L'Horrible a paru dans le Gaulois
du 18 mai 1884

Numérisation: Thierry SELVA (maupassant@free.fr)

rainbow

 

            La nuit tiède descendait lentement.
            Les femmes étaient restées dans le salon de la villa. Les hommes, assis ou à cheval sur les chaises du jardin, fumaient, devant la porte, en cercle autour d'une table ronde chargée de tasses et de petits verres.
            Leurs cigares brillaient comme des yeux, dans l'ombre épaissie de minute en minute. On venait de raconter un affreux accident arrivé la veille: deux hommes et trois femmes noyés sous les yeux des invités, en face, dans la rivière.
            Le général de G... prononça:
            - Oui, ces choses-là sont émouvantes, mais elles ne sont pas horribles.
            L'horrible, ce vieux mot, veut dire beaucoup plus que terrible. Un affreux accident comme celui-là émeut, bouleverse, effare: il n'affole pas. Pour qu'on éprouve l'horreur il faut plus que l'émotion de l'âme et plus que le spectacle d'un mort affreux, il faut, soit un frisson de mystère, soit une sensation d'épouvante anormale, hors nature. Un homme qui meurt, même dans les conditions les plus dramatiques, ne fait pas horreur; un champ de bataille n'est pas horrible; le sang n'est pas horrible; les crimes les plus vifs sont rarement horribles.
            Tenez, voici deux exemples personnels qui m'ont fait comprendre ce qu'on peut entendre par l'Horreur.
            C’était pendant la guerre de 1870. Nous nous retirions vers Pont-Audemer, après avoir traversé Rouen. L'armée, vingt mille hommes environ, vingt mille hommes de déroute, débandés, démoralisés, épuisés, allait se reformer au Havre.
            La terre était couverte de neige. La nuit tombait. On n'avait rien mangé depuis la veille. On fuyait vite, les Prussiens n'étant pas loin.
            Toute la campagne normande, livide, tachée par les ombres des arbres entourant les fermes, s'étendait sous un ciel noir, lourd et sinistre.

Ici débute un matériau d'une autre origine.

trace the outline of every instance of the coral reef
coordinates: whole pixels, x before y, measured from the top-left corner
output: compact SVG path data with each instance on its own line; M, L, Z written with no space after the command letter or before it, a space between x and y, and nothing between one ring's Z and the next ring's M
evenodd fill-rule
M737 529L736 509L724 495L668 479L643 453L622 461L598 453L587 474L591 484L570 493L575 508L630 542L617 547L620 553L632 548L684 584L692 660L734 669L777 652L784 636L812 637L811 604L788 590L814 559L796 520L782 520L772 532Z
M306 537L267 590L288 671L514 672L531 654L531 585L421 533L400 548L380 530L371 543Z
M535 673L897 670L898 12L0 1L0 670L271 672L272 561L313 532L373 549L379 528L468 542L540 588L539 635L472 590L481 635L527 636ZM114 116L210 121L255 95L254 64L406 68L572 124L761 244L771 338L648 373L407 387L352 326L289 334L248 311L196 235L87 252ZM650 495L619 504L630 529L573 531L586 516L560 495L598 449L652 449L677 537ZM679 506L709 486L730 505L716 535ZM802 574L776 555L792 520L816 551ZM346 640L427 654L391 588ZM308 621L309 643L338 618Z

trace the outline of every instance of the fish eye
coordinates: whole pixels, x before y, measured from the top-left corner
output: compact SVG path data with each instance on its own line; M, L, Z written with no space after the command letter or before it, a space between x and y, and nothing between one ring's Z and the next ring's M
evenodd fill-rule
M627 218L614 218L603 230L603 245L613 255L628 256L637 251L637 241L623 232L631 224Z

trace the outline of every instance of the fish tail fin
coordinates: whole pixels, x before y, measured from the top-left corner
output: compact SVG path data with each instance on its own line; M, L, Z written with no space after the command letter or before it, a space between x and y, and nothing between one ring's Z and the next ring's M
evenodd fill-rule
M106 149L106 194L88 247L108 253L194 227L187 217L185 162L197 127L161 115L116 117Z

            On n’entendait rien autre chose dans la lueur terne du crépuscule qu'un bruit confus, mou et cependant démesuré de troupeau marchant, un piétinement infini, mêlé d'un vague cliquetis de gamelles ou de sabres. Les hommes, courbés, voûtés, sales, souvent même haillonneux se traînaient, se hâtaient dans la neige, d'un long pas éreinté.
            La peau des mains collait à l'acier des crosses, car il gelait affreusement cette nuit-là. Souvent je voyais un petit moblot ôter ses souliers pour aller pieds nus, tant il souffrait dans sa chaussure; et il laissait dans chaque empreinte une trace de sang. Puis au bout de quelque temps il s'asseyait dans un champ pour se reposer quelques minutes, et il ne se relevait point. Chaque homme assis était un homme mort.

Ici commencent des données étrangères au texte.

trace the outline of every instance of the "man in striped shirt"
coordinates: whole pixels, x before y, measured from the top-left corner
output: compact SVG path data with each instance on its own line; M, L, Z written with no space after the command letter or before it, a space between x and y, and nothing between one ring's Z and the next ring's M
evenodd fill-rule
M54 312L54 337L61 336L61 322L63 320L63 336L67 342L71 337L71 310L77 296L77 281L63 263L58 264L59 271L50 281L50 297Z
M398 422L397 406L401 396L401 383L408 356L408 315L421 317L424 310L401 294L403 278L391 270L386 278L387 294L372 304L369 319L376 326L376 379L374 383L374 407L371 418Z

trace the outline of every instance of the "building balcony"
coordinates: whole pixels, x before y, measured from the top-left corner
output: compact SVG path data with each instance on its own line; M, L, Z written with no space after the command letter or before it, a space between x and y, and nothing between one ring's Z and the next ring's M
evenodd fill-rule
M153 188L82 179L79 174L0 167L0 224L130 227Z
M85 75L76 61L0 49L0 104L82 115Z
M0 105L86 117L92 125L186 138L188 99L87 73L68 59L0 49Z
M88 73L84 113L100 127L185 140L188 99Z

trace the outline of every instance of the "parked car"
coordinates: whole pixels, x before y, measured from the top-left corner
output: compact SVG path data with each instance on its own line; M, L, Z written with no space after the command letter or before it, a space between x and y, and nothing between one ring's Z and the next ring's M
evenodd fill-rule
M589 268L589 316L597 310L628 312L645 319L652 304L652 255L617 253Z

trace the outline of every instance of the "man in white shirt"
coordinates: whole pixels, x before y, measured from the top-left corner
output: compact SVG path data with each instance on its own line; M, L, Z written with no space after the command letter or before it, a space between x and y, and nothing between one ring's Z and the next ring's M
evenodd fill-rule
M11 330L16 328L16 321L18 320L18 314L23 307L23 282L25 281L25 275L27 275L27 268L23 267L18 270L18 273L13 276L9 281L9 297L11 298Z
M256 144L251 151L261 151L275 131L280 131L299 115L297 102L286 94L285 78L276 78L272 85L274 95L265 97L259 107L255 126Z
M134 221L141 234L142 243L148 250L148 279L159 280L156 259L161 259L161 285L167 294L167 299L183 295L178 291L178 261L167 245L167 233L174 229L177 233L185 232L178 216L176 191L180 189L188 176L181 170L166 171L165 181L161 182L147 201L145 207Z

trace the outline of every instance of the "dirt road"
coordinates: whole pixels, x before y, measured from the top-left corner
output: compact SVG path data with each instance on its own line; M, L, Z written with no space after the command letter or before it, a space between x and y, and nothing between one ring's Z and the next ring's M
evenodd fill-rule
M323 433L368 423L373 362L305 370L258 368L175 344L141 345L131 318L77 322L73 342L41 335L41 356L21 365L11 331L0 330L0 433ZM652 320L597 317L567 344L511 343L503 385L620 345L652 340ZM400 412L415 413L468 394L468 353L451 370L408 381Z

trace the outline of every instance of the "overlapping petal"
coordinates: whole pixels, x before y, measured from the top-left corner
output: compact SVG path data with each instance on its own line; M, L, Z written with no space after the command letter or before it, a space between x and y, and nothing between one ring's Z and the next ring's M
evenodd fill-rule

            En avons-nous laissé derrière nous, de ces pauvres soldats épuisés, qui comptaient bien repartir tout à l'heure, dès qu'ils auraient un peu délassé leurs jambes roidies! Or, à peine avaient-ils cessé de se mouvoir, de faire circuler, dans leur chair gelée, leur sang presque inerte, qu'un engourdissement invincible les figeait, les clouait à terre, fermait leurs yeux, paralysait en une seconde cette mécanique humaine surmenée. Et ils s'affaissaient un peu, le front sur leurs genoux, sans tomber tout à fait pourtant, car leurs reins et leurs membres devenaient immobiles, durs comme du bois, impossibles à plier ou à redresser.

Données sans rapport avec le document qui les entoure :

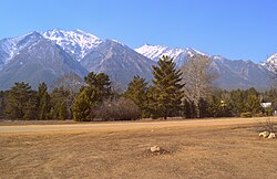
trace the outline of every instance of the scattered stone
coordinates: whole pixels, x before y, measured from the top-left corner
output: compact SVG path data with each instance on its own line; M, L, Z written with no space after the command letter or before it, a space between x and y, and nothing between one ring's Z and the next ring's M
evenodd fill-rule
M267 138L269 136L269 131L263 131L259 134L259 137L264 137L264 138Z
M150 150L151 150L152 152L160 152L160 151L161 151L161 147L158 147L158 146L153 146L153 147L150 148Z
M275 133L270 133L268 138L276 138Z

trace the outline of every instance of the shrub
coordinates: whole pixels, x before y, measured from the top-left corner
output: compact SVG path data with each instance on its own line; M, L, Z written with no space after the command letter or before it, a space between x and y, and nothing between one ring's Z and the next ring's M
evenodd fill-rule
M95 109L95 118L102 120L132 120L140 117L137 105L124 97L105 101Z
M274 133L274 131L277 131L277 127L276 127L276 123L273 122L271 118L267 118L265 120L260 120L258 123L258 126L257 126L257 130L258 131L269 131L269 133Z
M252 113L250 112L242 113L240 117L252 117Z

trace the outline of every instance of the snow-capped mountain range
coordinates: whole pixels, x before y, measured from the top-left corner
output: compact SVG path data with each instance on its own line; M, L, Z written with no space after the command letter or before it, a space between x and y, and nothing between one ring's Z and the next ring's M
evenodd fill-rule
M145 44L132 50L115 40L102 40L81 30L54 29L0 40L0 90L18 81L33 86L45 81L51 85L63 74L83 76L91 71L107 73L115 83L126 86L134 75L151 82L152 65L156 65L162 55L174 57L181 67L196 54L213 61L219 74L216 84L222 88L267 88L277 75L277 53L257 64L209 55L192 48Z
M54 29L41 32L41 34L45 39L55 42L76 61L83 59L93 48L103 42L103 40L98 36L83 32L79 29L74 31Z

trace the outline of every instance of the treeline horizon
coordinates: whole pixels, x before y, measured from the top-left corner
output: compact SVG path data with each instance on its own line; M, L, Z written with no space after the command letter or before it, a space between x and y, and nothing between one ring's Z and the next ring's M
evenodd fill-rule
M263 93L254 87L216 88L213 86L216 74L211 73L209 64L207 57L196 55L176 70L173 59L163 56L153 66L153 84L134 76L125 92L112 87L106 74L93 72L84 81L74 74L62 76L51 92L45 83L35 91L28 83L17 82L0 92L0 119L92 122L274 114L275 106L263 108L260 103L277 102L276 88Z

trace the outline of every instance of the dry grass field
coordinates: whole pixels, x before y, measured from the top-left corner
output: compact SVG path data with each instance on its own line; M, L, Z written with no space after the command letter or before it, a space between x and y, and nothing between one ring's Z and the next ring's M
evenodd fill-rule
M276 179L277 139L258 137L261 120L4 124L0 178Z

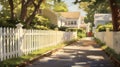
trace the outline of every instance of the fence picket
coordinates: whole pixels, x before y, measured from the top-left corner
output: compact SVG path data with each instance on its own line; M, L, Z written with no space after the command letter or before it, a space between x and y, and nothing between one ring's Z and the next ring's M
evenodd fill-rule
M67 33L67 36L64 34ZM71 38L69 32L26 30L0 27L0 61L27 55L43 47L56 45ZM68 37L69 36L69 37Z

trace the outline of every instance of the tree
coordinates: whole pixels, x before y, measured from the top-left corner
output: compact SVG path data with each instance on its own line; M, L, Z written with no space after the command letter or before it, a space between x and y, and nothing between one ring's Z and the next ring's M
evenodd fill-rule
M11 15L10 18L11 18L11 20L13 20L13 19L15 19L15 16L17 14L20 14L18 16L19 20L26 22L26 24L29 25L30 22L35 17L35 15L37 14L37 12L39 11L39 8L40 8L41 4L43 3L43 1L44 0L21 0L21 1L20 0L8 0L8 1L2 0L2 1L0 1L0 4L3 7L2 11L1 11L1 15L6 15L6 16ZM20 5L21 5L21 7L18 11L20 13L17 13L16 9ZM17 6L17 7L15 7L15 6ZM29 8L32 8L32 10ZM4 11L6 11L8 13L8 15L5 14Z
M57 2L53 6L53 10L55 12L67 12L68 8L67 5L64 2Z
M111 8L111 13L112 13L112 20L113 20L113 30L118 31L120 22L119 22L119 15L120 15L120 9L119 9L119 0L75 0L76 3L81 3L81 2L87 2L87 12L88 15L91 15L91 11L93 15L96 12L99 13L108 13L110 12L109 7ZM108 4L109 3L109 4ZM106 9L107 8L107 9ZM90 17L87 17L90 19ZM93 17L92 17L93 18Z

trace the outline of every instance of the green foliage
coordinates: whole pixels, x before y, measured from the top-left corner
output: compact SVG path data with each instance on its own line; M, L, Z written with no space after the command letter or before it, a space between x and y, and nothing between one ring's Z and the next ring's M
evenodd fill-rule
M106 28L108 28L110 31L113 31L113 25L112 23L107 23L105 25L98 25L97 26L97 31L101 32L101 31L106 31Z
M46 47L46 48L39 49L37 51L33 51L32 53L30 53L28 55L24 55L24 56L21 56L21 57L18 57L18 58L12 58L12 59L2 61L2 62L0 62L0 67L17 67L18 65L20 65L24 62L31 61L34 58L36 58L38 56L41 56L48 51L51 51L53 49L58 49L58 48L66 46L66 45L70 45L70 44L72 44L76 41L77 40L71 40L71 41L64 42L64 43L61 43L61 44L58 44L58 45L55 45L55 46L49 46L49 47Z
M64 27L64 26L59 27L59 30L60 30L60 31L66 31L67 29L68 29L68 27Z
M75 32L77 31L77 28L68 28L67 31Z
M84 30L84 29L78 29L78 30L77 30L77 36L78 36L79 38L86 37L86 32L85 32L85 30Z
M53 10L56 12L67 12L68 8L64 2L60 2L54 5Z
M5 18L0 19L0 26L1 27L16 27L15 25L18 23L20 23L20 21L18 19L14 19L14 20L5 19Z
M81 0L81 9L87 12L85 22L94 22L95 13L110 13L109 0Z

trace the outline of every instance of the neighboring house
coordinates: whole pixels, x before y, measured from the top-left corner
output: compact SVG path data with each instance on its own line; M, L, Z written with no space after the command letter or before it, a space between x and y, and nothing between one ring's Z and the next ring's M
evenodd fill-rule
M50 21L58 25L58 27L68 28L86 28L87 24L84 23L84 17L80 12L59 12L56 13L50 9L43 9L41 14L50 19Z
M68 28L80 28L80 26L85 26L84 17L80 15L80 12L60 12L58 16L58 27L62 26Z
M49 18L52 24L57 25L58 18L57 18L57 14L54 11L52 11L51 9L43 9L41 11L41 14Z
M94 25L95 25L95 28L98 26L98 25L103 25L103 24L106 24L108 22L112 21L112 18L111 18L111 14L95 14L94 15Z

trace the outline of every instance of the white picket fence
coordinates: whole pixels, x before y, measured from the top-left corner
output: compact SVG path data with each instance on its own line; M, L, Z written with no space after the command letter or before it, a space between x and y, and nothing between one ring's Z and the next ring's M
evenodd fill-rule
M0 61L75 39L76 32L0 28Z

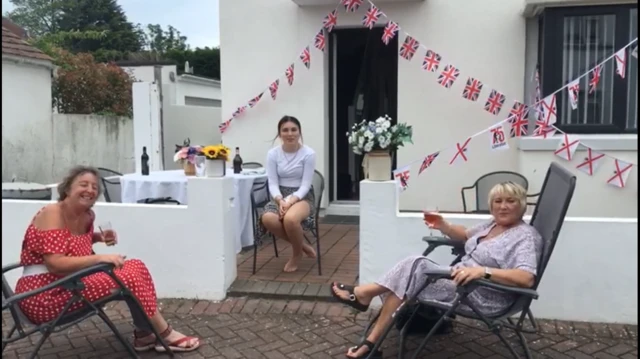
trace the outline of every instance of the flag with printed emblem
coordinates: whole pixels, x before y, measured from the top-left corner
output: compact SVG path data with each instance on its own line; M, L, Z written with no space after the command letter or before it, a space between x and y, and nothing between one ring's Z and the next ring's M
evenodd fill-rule
M576 153L576 150L578 149L578 145L580 145L578 137L565 133L562 135L562 140L554 154L567 161L571 161L573 159L573 154Z
M411 166L404 166L393 171L393 178L398 183L401 191L409 188L409 178L411 177Z
M490 148L492 151L509 149L507 135L504 133L503 122L489 128L489 134L491 135Z
M463 143L456 143L456 154L453 156L449 164L452 165L457 162L467 162L469 158L467 158L467 146L469 146L469 142L471 142L471 137L467 138Z
M598 168L600 168L600 165L602 165L603 160L604 153L596 152L587 147L587 157L585 157L584 160L576 166L576 168L589 176L593 176Z
M615 187L624 188L627 185L627 179L629 179L633 164L616 158L613 161L613 166L613 176L607 180L607 183Z

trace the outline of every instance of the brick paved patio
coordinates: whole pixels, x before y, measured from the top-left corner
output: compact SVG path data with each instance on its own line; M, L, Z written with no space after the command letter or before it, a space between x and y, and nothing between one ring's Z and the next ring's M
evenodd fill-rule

            Et nous autres, plus robustes, nous allions toujours, glacés jusqu'aux moelles avançant par une force de mouvement donné, dans cette nuit, dans cette neige, dans cette campagne froide et mortelle, écrasés par le chagrin, par la défaite, par le désespoir, surtout étreints par l’abominable sensation de l'abandon, de la fin, de la mort, du néant.
            J'aperçus deux gendarmes qui tenaient par le bras un petit homme singulier, vieux, sans barbe, d'aspect vraiment surprenant.
            Ils cherchaient un officier, croyant avoir pris un espion.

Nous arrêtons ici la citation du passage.